Hauswald M, Hsu M, Stockoff C
Department of Emergency Medicine, University of New Mexico School of Medicine, Albuquerque 87131-5246, USA.
Prehosp Emerg Care. 2000 Jul-Sep;4(3):250-2. doi: 10.1080/10903120090941281.
To determine which of four methods of spinal immobilization causes the least ischemic pain.
A prospective, nonblinded comparative trial was conducted at a statewide emergency medical services training facility using a convenience sample of emergency medical technician students. After lying motionless for 10 minutes, students evaluated each device using a 10-centimeter visual analog scale. Subjective comfort was used as a measure of ischemia.

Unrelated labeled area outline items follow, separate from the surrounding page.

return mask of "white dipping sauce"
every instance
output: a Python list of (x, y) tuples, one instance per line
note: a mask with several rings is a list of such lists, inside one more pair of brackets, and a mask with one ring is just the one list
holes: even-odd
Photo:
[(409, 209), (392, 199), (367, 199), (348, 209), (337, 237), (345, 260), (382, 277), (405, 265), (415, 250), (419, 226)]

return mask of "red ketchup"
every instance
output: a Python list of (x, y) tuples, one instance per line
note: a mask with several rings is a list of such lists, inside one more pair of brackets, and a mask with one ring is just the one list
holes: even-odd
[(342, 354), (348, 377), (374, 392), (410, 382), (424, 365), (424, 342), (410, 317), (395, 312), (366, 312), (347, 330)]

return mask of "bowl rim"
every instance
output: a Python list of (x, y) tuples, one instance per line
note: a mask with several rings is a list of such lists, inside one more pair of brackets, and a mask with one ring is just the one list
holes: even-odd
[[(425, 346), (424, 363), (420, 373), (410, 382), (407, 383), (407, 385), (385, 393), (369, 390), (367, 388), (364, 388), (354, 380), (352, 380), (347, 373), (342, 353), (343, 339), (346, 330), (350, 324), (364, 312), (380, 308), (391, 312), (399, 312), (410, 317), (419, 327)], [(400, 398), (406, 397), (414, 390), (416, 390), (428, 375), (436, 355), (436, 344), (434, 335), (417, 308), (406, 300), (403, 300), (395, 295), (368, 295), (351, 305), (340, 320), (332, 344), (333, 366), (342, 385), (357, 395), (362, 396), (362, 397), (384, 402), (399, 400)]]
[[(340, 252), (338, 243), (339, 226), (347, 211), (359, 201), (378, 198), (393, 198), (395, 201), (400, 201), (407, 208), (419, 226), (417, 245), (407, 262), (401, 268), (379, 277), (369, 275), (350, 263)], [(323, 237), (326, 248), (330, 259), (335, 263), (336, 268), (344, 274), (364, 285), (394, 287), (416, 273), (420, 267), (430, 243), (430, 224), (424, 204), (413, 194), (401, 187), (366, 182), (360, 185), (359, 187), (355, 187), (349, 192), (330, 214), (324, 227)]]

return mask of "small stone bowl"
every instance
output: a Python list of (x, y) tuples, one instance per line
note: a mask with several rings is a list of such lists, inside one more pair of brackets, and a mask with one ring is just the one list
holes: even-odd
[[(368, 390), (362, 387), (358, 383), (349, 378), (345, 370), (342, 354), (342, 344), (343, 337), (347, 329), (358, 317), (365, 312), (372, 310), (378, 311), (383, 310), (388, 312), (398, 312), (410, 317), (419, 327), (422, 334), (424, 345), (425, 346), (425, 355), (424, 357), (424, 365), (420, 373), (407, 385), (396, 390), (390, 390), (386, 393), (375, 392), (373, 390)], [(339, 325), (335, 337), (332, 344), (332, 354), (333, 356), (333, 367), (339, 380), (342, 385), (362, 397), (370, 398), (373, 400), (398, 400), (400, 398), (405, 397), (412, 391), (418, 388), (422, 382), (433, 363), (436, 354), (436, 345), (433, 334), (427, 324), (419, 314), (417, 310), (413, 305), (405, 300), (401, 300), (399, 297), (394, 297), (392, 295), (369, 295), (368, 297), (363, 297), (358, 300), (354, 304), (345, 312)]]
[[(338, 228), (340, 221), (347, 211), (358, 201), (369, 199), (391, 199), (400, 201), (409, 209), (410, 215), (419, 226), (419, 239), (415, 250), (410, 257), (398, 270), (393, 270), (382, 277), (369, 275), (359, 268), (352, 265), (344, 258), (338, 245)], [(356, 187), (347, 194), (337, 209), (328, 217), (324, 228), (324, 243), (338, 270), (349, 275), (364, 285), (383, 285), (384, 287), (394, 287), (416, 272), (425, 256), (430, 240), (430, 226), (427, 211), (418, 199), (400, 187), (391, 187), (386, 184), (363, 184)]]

Comfort scores were significantly different for all methods (F = 101, p < 0.001). A backboard padded with a gurney mattress and eggcrate foam (the equivalent of a spinal rehabilitation bed) caused the least ischemic pain (9.6 cm, 95% CI, 8.9 to 9.8 cm). A backboard padded with a gurney mattress was the second most comfortable device (7.0 cm, 95%/CI, 6.4 to 7.4 cm). A backboard padded with a folded blanket was the third most comfortable (3.3 cm, 95% CI, 2.6 to 4.9 cm). The backboard alone caused the most pain (0.8 cm, 95% CI, 0.7 to 2.1 cm).
Increasing the amount of padding on a backboard decreased the amount of ischemic pain caused by immobilization.
确定四种脊柱固定方法中哪种引起的缺血性疼痛最少。
在一个全州范围的紧急医疗服务培训设施中,对急救医疗技术员学生的便利样本进行了一项前瞻性、非盲法比较试验。学生们静止躺卧10分钟后,使用10厘米视觉模拟量表对每种设备进行评估。主观舒适度被用作缺血的衡量指标。
所有方法的舒适度得分有显著差异(F = 101,p < 0.001)。铺有轮床床垫和泡沫蛋托(相当于脊柱康复床)的背板引起的缺血性疼痛最少(9.6厘米,95%可信区间,8.9至9.8厘米)。铺有轮床床垫的背板是第二舒适的设备(7.0厘米,95%可信区间,6.4至7.4厘米)。铺有折叠毛毯的背板是第三舒适的(3.3厘米,95%可信区间,2.6至4.9厘米)。单独的背板引起的疼痛最多(0.8厘米,95%可信区间,0.7至2.1厘米)。
增加背板上的衬垫量可减少固定引起的缺血性疼痛量。